Input type different & Memory usage during training
hutchinsonian opened this issue · 2 comments
Thanks for this work!
When I train the model with python [EXP_PATH] --amp_backend native -b 8 --gpus 8
,
[EXP_PATH] is bevdepth/exps/nuscenes/mv/bev_depth_lss_r50_256x704_128x128_20e_cbgs_2key_da_ema.py
I got the following error:
Input type (torch.cuda.HalfTensor) and weight type (torch.cuda.FloatTensor) should be the same
File "BEVDepth/bevdepth/layers/backbones/base_lss_fpn.py", line 310, in forward
x = self.reduce_conv(x)
File "BEVDepth/bevdepth/layers/backbones/base_lss_fpn.py", line 402, in _forward_voxel_net
self.depth_aggregation_net(img_feat_with_depth).view(
File "BEVDepth/bevdepth/layers/backbones/base_lss_fpn.py", line 533, in _forward_single_sweep
img_feat_with_depth = self._forward_voxel_net(img_feat_with_depth)
File "BEVDepth/bevdepth/layers/backbones/base_lss_fpn.py", line 593, in forward
key_frame_res = self._forward_single_sweep(
File "BEVDepth/bevdepth/models/base_bev_depth.py", line 56, in forward
x, depth_pred = self.backbone(x,
File "BEVDepth/bevdepth/exps/nuscenes/base_exp.py", line 239, in forward
return self.model(sweep_imgs, mats)
File "BEVDepth/bevdepth/exps/nuscenes/base_exp.py", line 249, in training_step
preds, depth_preds = self(sweep_imgs, mats)

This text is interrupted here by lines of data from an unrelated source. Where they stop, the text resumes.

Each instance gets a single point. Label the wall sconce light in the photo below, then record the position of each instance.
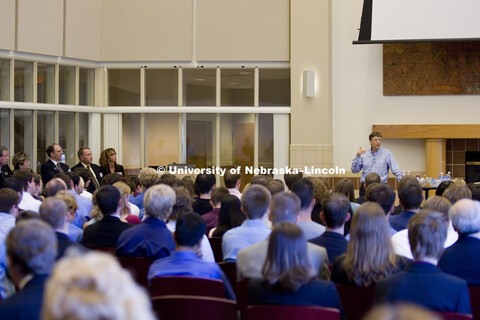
(308, 83)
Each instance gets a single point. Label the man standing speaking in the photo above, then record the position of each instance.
(376, 159)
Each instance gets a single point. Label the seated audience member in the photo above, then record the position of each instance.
(94, 286)
(255, 203)
(184, 261)
(233, 182)
(183, 204)
(211, 218)
(335, 213)
(126, 214)
(28, 202)
(321, 193)
(54, 212)
(370, 179)
(284, 207)
(455, 193)
(422, 282)
(304, 189)
(410, 195)
(230, 216)
(401, 245)
(345, 186)
(204, 183)
(9, 200)
(150, 239)
(287, 275)
(384, 195)
(275, 186)
(31, 251)
(462, 258)
(291, 178)
(105, 232)
(75, 234)
(147, 178)
(370, 256)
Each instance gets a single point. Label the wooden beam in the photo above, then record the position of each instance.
(423, 131)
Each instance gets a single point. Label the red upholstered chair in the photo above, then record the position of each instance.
(284, 312)
(475, 300)
(356, 301)
(138, 268)
(455, 316)
(179, 307)
(216, 243)
(179, 285)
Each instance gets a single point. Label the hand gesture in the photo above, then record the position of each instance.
(361, 151)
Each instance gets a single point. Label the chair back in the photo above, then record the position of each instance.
(180, 285)
(475, 300)
(216, 243)
(179, 307)
(356, 301)
(288, 312)
(138, 268)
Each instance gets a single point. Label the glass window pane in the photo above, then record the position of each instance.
(124, 87)
(45, 83)
(199, 87)
(274, 87)
(23, 138)
(23, 81)
(161, 138)
(265, 140)
(4, 80)
(67, 137)
(200, 142)
(67, 85)
(131, 141)
(83, 129)
(161, 87)
(45, 135)
(87, 87)
(5, 128)
(237, 138)
(237, 87)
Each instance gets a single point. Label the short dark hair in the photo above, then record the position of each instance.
(410, 196)
(189, 229)
(107, 199)
(335, 208)
(218, 194)
(374, 134)
(291, 178)
(25, 176)
(231, 179)
(205, 182)
(8, 199)
(382, 194)
(305, 190)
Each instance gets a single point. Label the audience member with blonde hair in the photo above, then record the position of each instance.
(94, 287)
(370, 256)
(288, 277)
(439, 204)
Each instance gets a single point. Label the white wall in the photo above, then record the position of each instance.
(358, 100)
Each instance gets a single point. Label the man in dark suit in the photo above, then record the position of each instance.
(462, 258)
(105, 232)
(421, 282)
(5, 171)
(86, 158)
(31, 251)
(335, 213)
(53, 165)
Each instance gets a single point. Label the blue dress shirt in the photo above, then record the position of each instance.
(379, 162)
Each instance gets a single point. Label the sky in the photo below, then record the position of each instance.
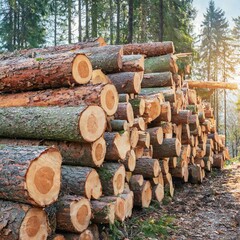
(230, 7)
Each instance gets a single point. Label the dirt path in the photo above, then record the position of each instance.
(208, 211)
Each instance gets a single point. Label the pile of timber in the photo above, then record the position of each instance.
(90, 131)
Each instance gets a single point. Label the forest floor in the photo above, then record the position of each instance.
(206, 211)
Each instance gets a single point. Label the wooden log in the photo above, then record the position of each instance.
(126, 82)
(22, 221)
(73, 153)
(105, 96)
(84, 124)
(149, 49)
(132, 63)
(162, 79)
(37, 172)
(148, 168)
(125, 112)
(156, 135)
(103, 212)
(99, 77)
(144, 139)
(117, 145)
(81, 181)
(138, 105)
(142, 195)
(130, 161)
(212, 85)
(182, 117)
(73, 213)
(112, 177)
(170, 147)
(158, 192)
(107, 58)
(50, 71)
(163, 63)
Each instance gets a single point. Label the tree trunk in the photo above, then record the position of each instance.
(126, 82)
(84, 124)
(162, 79)
(117, 145)
(112, 177)
(162, 63)
(133, 63)
(73, 213)
(149, 49)
(147, 167)
(81, 181)
(73, 153)
(170, 147)
(37, 172)
(21, 221)
(105, 96)
(49, 71)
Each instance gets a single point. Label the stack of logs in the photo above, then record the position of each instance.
(89, 131)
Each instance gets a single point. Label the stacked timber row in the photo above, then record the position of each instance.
(119, 119)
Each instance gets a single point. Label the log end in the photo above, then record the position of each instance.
(44, 177)
(92, 123)
(34, 225)
(81, 69)
(109, 99)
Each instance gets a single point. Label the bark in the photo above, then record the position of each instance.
(73, 213)
(21, 221)
(105, 96)
(36, 181)
(162, 79)
(133, 63)
(81, 181)
(80, 124)
(147, 167)
(107, 58)
(112, 177)
(170, 147)
(149, 49)
(47, 71)
(103, 212)
(126, 82)
(163, 63)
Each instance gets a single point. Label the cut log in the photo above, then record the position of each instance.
(73, 213)
(82, 181)
(73, 153)
(138, 105)
(133, 63)
(142, 195)
(170, 147)
(50, 71)
(105, 96)
(103, 212)
(158, 192)
(99, 77)
(149, 49)
(156, 135)
(37, 172)
(120, 206)
(162, 79)
(21, 221)
(84, 124)
(130, 161)
(148, 168)
(126, 82)
(163, 63)
(117, 145)
(112, 177)
(125, 112)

File "BEVDepth/bevdepth/exps/base_cli.py", line 78, in run_cli
trainer.fit(model)
File "BEVDepth/bevdepth/exps/nuscenes/mv/bev_depth_lss_r50_256x704_128x128_20e_cbgs_2key_da_ema.py", line 29, in <module>
run_cli(BEVDepthLightningModel,
RuntimeError: Input type (torch.cuda.HalfTensor) and weight type (torch.cuda.FloatTensor) should be the same
So I try to add the code:
@autocast(False)
def forward(self, x):
x = x.to(torch.float32) # Add
x = self.reduce_conv(x)
x = self.conv(x) + x
x = self.out_conv(x)
x = x.to(torch.float16) # Add
return x
The above error disappeared, but the memory usage is very high. When I set batch_size=1
, 22G memory is still used.
is this correct?
Met similar issue, I worked around it by using https://discuss.pytorch.org/t/runtimeerror-input-type-torch-cuda-floattensor-and-weight-type-torch-halftensor-should-be-the-same/104312/5
i.e. adding autocast like
from torch.cuda.amp import autocast
with autocast():
outputs = model.forward(tensor)
Met similar issue, I worked around it by using https://discuss.pytorch.org/t/runtimeerror-input-type-torch-cuda-floattensor-and-weight-type-torch-halftensor-should-be-the-same/104312/5
i.e. adding autocast like
from torch.cuda.amp import autocast with autocast(): outputs = model.forward(tensor)
may I ask what is your GPU memory usage? Is it still 22G when setting batch_size=1?